Databricks Notebook Extension for VS Code
NOTE: This codebase dictated but not read.*
Open Databricks .py notebook files in VS Code's native Notebook Editor.
Problem
Databricks uses .py files with special cell markers as their notebook format:
- Header:
# Databricks notebook source
- Cell delimiter:
# COMMAND ----------
When opened in VS Code, pyright/pylance reports errors for magic commands like %%sql, %pip, etc. because they're valid Jupyter/IPython syntax but invalid Python.
Solution
This extension lets you open these files in VS Code's Notebook Editor (the same UI used for .ipynb files), which:
- Treats each cell as a separate document
- Filters out pyright errors for magic cells
- Provides a native notebook editing experience
Usage
Open a .py file as a notebook using any of these methods:
- Right-click any
.py file in the Explorer and select "Open as Databricks Notebook"
- Right-click an open
.py file's editor tab and select "Open as Databricks Notebook"
- Use the Command Palette:
Databricks: Open as Databricks Notebook
# Databricks notebook source
# COMMAND ----------
import pandas as pd
# COMMAND ----------
# MAGIC %md
# MAGIC # My Notebook
# COMMAND ----------
# MAGIC %sql
# MAGIC SELECT * FROM my_table
Percent Format (Jupytext)
# %%
import pandas as pd
# %% [markdown]
# # My Notebook
# %%
%%sql
SELECT * FROM my_table
Supported Magic Commands
- SQL:
%sql (single line) and %%sql (cell)
- Python:
%%python (cell)
- Shell:
%%bash, %%sh
- Pip:
%pip (displayed as shell for syntax highlighting)
- Markdown:
# MAGIC %md or # %% [markdown]
- Other magics: Single-
% line magics (e.g., %restart_python, %run) are preserved as # MAGIC %command in Databricks format on save
NOTE: Actual human chiming in here. The reason for these magic commands is because I have custom Jupyter cell_magic functions registered to these prefixes to do things like running SQL commands via Databricks Connect. The catchall # MAGIC is to handle things like %restart_python or %run for databricks notebooks.
Commands
| Command |
Description |
Databricks: Open as Databricks Notebook |
Open a .py file in the Notebook Editor |
Configuration
| Setting |
Default |
Description |
databricksNotebook.defaultFormat |
databricks |
Default format when creating new notebooks (databricks or percent) |
databricksNotebook.preserveFormat |
true |
Preserve original file format on save |
How It Works
The extension uses a FileSystemProvider to create a virtual databricks-notebook:// URI scheme. When you open a .py file as a notebook:
- The extension converts the Databricks
.py format to .ipynb format in memory
- VS Code's built-in Jupyter notebook renderer displays the content
- On save, the extension converts the notebook back to the original
.py format
The original .py file remains the source of truth.
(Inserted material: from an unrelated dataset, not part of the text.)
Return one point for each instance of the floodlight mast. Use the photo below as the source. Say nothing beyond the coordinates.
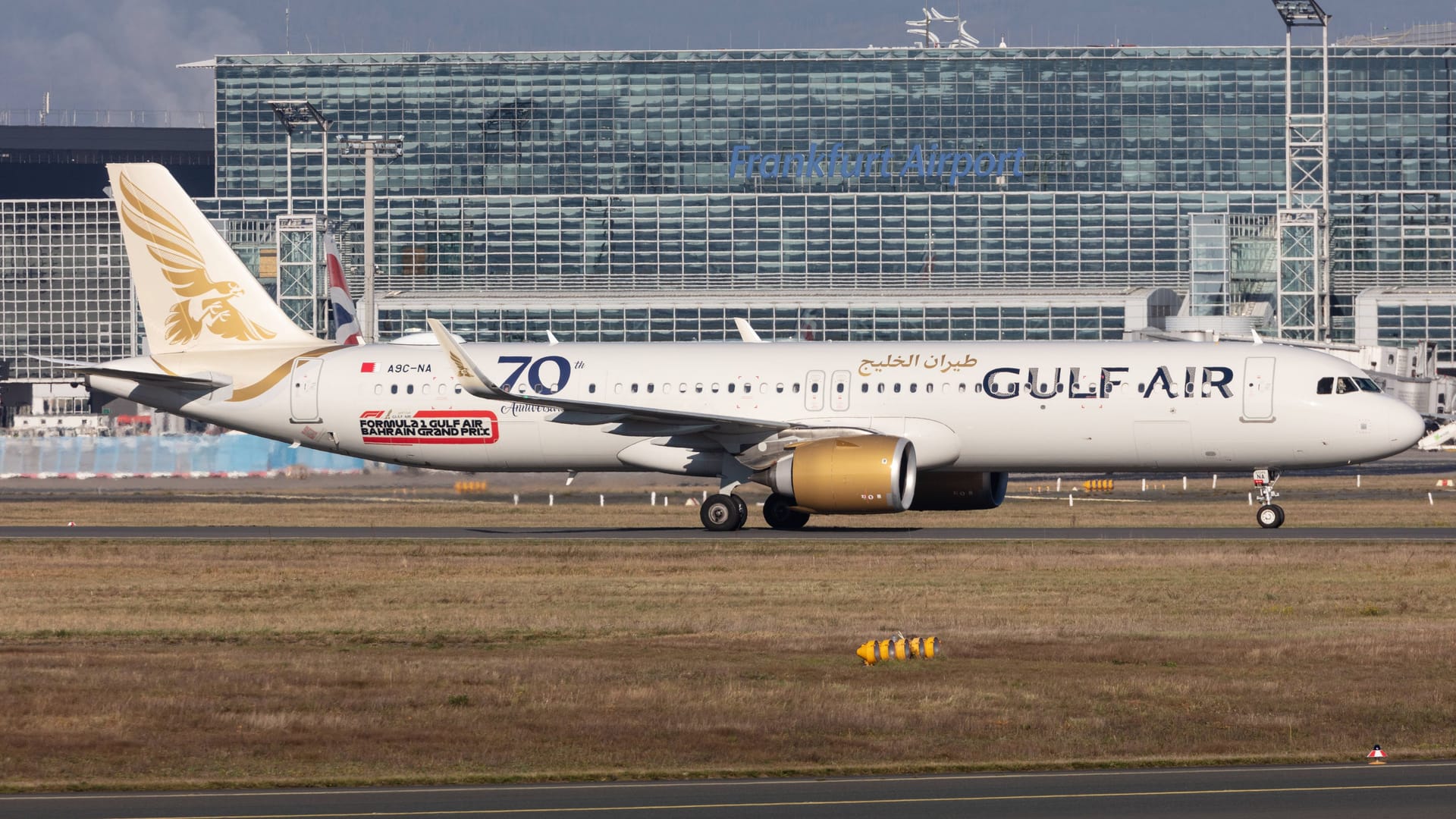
(1302, 284)
(293, 112)
(369, 148)
(932, 15)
External File Changes and Cell Output Preservation
When a coding agent, external editor, or any other process modifies the .py file while you have it open as a notebook, the extension preserves your cell outputs (execution results, printed output, etc.) for cells whose content didn't change.
How it works
When VS Code detects the underlying .py file has changed, it asks the extension to re-read the file. Instead of returning cells with empty outputs (the default behavior, since .py files don't store outputs), the extension:
- Parses the new
.py content into cells
- Diffs the new cells against the currently displayed notebook cells using an LCS-based algorithm
- For cells that are unchanged or only modified in content, copies the existing outputs and execution counts into the response
- Returns the merged result so VS Code's reload preserves the visual state
Behavior by scenario
| Scenario |
Result |
| External process adds a cell |
New cell appears, all existing outputs preserved |
| External process modifies a cell's content |
Cell content updates, output from that cell preserved (since the cell identity is maintained) |
| External process deletes a cell |
Cell disappears, surrounding cells keep their outputs |
| External process rewrites the entire file |
Outputs preserved for any cells that still match |
| You save from the notebook view |
Self-write detection prevents the change from triggering a reload |
| Rapid edits (e.g., git operations) |
Handled gracefully via VS Code's built-in file watching |
Limitations
- Outputs are only preserved for cells that can be matched between the old and new versions. If a cell's language type changes (e.g., Python to SQL), it's treated as a delete + insert and the output is lost.
- The
.py file format does not store outputs. Outputs exist only in the VS Code notebook view's runtime state. Closing and reopening the notebook always starts with empty outputs.
Development
# Install dependencies
make install
# Build
make build
# Watch mode
make watch
# Run tests
make test
# Type check
make typecheck
# Lint
make lint
# Package extension
make package
* AKA Claude wrote most of this at my prompting. I am not a master of typescript or JS, and do not have the ability to review it at a deep level. That said, I am still responsible for errors in the codebase, notwithstanding the the original meaning of the introductory phrase.